For good reason. That one game, so late in her spectacular college career, was perhaps the most national exposure Stiles got, in part because of the timing and circumstances.

The two men's NCAA Elite Eight games that Saturday were over by the time the Missouri State and Duke women tipped off at 10:07 p.m. ET. The Duke men, in fact, had just won their East Regional final against Southern Cal, a game that had started at 7 p.m. ET. Thus, many fans nationwide looking for a little more March Madness tuned into ESPN for what became "The Jackie Stiles Show."

Goestenkors' concerns proved well-founded. Stiles scored 41 points on a variety of jumpers and drives to the basket; she couldn't be stopped in Missouri State's 81-71 upset of the Blue Devils. Stiles had put up bigger point totals in her amazing career, but this kind of performance against the No. 1 seed on national television was the stuff that legends are made of. In many eyes, it became Stiles' signature game, and then she and Missouri State consolidated it with a victory over Washington two nights later to go to the Final Four back home in the Show-Me State.

That it was the Huskies, and not Coale's Sooners, that Missouri State faced was the other big story from that Saturday in Spokane. The Washington-Oklahoma game was the late, late show. It tipped off around 11:30 p.m. Central Time, and the Sooners looked sluggish for most of game. Caton Hill, finishing with 23 points and 12 rebounds, was the one Sooner who shined in Oklahoma's 84-67 loss.

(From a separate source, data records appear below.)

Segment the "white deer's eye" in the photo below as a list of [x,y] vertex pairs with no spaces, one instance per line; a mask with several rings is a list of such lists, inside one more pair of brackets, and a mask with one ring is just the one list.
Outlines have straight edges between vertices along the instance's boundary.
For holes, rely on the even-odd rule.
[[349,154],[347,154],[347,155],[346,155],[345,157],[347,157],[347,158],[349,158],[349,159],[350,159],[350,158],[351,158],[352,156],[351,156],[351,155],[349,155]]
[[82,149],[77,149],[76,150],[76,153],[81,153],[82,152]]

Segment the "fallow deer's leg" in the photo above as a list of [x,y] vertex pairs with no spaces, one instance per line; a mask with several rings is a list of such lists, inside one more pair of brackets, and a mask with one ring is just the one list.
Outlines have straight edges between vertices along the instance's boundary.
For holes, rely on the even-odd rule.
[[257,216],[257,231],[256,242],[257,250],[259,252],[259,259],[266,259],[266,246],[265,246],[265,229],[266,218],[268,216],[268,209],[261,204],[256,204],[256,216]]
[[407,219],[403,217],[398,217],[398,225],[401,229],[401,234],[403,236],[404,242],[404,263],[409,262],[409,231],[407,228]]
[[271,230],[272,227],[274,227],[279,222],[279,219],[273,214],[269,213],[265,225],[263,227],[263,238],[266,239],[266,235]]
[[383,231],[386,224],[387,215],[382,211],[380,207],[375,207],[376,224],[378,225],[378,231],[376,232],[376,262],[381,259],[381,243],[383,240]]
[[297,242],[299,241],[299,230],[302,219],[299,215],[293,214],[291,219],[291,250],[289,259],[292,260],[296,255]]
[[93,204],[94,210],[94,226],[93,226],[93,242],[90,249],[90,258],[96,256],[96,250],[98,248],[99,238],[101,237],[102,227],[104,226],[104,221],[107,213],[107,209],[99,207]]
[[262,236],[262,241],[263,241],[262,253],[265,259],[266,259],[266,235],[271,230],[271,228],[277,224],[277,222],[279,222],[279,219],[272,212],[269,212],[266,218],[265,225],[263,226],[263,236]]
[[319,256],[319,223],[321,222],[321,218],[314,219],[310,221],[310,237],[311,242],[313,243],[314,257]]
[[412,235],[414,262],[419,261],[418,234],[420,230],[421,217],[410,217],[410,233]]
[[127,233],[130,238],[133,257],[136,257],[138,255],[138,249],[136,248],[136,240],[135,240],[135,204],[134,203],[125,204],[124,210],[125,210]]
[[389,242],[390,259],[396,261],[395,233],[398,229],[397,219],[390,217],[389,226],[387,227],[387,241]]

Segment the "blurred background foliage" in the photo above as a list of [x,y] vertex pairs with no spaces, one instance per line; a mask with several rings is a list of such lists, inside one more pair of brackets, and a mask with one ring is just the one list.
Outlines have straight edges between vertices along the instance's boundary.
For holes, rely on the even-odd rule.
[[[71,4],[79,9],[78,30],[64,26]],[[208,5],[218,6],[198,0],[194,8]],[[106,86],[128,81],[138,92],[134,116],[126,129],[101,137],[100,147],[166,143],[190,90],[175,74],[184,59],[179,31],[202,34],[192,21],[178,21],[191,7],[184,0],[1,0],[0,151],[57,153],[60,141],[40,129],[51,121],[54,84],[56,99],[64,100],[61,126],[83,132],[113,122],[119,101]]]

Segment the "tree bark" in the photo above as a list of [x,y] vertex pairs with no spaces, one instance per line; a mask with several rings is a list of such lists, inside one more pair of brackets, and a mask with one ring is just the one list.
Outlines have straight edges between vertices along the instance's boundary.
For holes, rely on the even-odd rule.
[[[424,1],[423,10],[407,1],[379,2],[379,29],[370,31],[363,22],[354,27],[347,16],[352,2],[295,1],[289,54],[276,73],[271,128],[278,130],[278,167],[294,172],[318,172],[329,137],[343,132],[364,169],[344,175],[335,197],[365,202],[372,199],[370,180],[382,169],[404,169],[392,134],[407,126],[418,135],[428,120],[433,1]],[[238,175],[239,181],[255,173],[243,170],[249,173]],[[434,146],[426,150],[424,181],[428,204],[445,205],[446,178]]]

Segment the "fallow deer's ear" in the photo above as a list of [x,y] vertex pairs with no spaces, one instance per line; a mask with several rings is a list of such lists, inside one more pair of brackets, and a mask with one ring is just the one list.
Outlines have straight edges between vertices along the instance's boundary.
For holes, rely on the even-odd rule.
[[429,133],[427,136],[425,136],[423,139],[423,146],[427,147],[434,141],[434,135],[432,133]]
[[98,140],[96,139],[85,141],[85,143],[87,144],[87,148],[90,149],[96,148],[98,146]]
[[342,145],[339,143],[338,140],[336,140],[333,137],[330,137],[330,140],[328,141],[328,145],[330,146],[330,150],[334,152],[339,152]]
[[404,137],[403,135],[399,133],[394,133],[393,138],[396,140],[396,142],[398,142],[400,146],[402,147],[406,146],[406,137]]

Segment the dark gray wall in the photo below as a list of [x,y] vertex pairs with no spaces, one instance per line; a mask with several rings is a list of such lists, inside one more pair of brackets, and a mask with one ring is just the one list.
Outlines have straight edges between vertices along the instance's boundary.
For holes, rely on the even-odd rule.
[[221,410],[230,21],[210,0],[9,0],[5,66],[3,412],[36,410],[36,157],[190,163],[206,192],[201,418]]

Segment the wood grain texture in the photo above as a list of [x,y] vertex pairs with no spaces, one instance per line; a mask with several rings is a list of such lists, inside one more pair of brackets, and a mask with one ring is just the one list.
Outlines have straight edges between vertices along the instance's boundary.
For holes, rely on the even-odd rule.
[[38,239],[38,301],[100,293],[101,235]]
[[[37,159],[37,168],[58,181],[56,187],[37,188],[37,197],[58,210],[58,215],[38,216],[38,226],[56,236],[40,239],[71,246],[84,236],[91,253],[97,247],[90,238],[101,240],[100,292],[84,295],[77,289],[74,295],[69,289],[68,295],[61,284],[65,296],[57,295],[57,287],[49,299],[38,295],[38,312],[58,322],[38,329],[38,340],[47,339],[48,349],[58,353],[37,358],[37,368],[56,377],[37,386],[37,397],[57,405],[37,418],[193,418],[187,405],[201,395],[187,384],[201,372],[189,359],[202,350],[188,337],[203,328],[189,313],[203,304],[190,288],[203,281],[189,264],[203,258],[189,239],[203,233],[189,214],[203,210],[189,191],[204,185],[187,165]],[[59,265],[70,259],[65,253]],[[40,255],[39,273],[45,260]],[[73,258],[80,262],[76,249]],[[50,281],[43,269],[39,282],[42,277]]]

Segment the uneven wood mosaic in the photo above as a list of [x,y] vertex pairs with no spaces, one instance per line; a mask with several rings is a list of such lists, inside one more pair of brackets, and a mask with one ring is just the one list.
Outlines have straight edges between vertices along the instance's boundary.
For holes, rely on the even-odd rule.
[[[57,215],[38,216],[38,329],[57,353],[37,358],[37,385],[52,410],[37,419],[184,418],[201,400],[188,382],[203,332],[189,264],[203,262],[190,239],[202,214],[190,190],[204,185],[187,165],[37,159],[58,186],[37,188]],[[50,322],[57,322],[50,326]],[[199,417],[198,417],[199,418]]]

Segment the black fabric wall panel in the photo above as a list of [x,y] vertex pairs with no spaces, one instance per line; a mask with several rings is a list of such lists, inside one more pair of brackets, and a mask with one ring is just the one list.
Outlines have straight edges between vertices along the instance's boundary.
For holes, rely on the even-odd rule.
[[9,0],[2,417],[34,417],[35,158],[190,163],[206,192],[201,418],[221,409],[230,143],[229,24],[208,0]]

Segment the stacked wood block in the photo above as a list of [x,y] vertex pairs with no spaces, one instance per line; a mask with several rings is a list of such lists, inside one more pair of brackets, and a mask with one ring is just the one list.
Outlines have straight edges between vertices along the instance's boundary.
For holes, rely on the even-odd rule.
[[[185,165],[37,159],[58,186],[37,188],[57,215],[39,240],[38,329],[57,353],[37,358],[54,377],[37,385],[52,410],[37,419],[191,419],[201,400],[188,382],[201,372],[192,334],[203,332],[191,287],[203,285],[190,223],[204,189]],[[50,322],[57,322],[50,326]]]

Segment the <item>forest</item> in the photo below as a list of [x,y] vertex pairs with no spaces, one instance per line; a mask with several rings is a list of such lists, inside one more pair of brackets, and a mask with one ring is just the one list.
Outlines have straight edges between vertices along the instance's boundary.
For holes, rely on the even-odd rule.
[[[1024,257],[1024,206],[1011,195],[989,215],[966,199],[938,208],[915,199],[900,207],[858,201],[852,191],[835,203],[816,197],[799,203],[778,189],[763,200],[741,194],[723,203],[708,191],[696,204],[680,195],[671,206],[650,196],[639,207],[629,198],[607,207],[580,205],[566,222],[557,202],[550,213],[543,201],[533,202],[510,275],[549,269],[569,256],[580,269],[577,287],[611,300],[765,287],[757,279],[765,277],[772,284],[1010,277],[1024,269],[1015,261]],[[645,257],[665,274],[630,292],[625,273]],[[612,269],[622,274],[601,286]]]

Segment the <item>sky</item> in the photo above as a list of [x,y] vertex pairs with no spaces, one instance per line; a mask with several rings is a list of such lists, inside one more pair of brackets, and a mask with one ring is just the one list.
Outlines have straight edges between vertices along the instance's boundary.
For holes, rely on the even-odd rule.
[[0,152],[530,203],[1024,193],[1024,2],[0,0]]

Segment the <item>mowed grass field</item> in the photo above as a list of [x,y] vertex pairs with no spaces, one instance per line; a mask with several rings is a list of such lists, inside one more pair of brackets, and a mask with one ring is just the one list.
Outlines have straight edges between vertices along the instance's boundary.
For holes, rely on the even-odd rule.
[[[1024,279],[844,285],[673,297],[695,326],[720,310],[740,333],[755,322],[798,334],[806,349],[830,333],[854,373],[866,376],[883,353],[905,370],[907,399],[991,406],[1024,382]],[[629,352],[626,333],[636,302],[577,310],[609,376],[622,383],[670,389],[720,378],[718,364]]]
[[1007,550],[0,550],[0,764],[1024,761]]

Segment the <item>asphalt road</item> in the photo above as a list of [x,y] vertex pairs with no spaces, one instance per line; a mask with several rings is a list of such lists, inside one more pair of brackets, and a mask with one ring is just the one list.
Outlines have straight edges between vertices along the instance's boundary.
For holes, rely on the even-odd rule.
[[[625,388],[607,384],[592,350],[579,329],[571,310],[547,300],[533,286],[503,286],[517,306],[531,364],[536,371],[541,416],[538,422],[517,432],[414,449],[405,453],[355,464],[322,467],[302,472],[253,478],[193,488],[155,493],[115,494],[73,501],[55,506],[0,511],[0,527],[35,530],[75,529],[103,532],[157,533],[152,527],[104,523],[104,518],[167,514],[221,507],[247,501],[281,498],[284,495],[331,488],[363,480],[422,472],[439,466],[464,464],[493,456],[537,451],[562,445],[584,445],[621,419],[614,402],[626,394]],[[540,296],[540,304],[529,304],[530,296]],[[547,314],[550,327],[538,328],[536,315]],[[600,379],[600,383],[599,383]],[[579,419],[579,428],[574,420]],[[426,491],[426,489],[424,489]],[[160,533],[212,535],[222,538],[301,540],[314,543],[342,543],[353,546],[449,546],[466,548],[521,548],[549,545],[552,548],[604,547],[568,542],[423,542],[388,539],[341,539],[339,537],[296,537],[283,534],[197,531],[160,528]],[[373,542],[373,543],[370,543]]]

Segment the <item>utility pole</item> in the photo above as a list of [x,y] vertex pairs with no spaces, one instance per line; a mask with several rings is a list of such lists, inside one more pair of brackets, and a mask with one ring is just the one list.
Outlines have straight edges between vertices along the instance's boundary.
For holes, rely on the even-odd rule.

Afterward, Coale was weary and sad, even though she had most of her team coming back for the next season, including Hill and star guard Stacey Dales. Coale wasn't in a mood to be consoled by that thought just yet. But as she talked to the media outside the Sooners' locker room, she was also in mom mode. She picked up her daughter Chandler, then 4 going on 5, and the little girl conked out on her shoulder.

"Time to go home, guys," Coale said.

A year later, she and the Sooners would make their first Final Four appearance.

Long day's journey into night

Coale has become well-known for her writing skills along with her coaching ability. The former English teacher's blog posts have eloquently -- poetically, even -- summed up the journey of her Sooners over the years. (I'm guessing she might have taught her students about Eugene O'Neill at some point.)

As for Stiles, we couldn't have guessed then that we were so close to the end of her career. She would be the WNBA's rookie of the year in 2001, but an avalanche of injuries prevented her from ever playing another full professional season. She tried competing in other ways, including cycling, but never could get past the injury bug.

Tragedy might seem like too dramatic a word for Stiles' shortened career, and in a general sense, it is. In a sports sense, though, it's apt. Stiles hoped for many more years. Not for fame, though. I never met an athlete who cared less about that. She just wanted more time with her true love, her enduring passion: basketball. It wasn't to be, and if you know Stiles, you realize she'll miss it for the rest of her life.

Yet Stiles is still revered in her old college town -- there's a statue of her at Missouri State now -- and she is working for her alma mater with head coach Kellie Harper. Stiles remains atop the NCAA scoring chart. Nothing can ever take the magic of 2001 away from her, or from those of us who saw it.

So ... one last thing. You might be wondering about my reference to being at the Red Lion early that Saturday in Spokane in 2001. Remember when ESPN2 wasn't yet a standard channel? My hotel in Spokane didn't have it, nor did the hotel in which the Sooners were staying. The women's regional action was starting that morning on ESPN2, and the day's slate included then-Big 12 school Missouri.

Coale, the OU coaches, and a lot of the Sooner traveling party wanted to watch the Tigers, as did I. So somebody with Oklahoma contacted the Red Lion and asked if they would open a little early so we could watch the game there.

My enduring memory of that day was seeing Coale's son, Colton, then age 9, watching the Missouri game intently. He was as into women's basketball as the rest of us.

It's just one more thing that made that day so memorable and that I like to think back on as we honor another class in the Hall of Fame.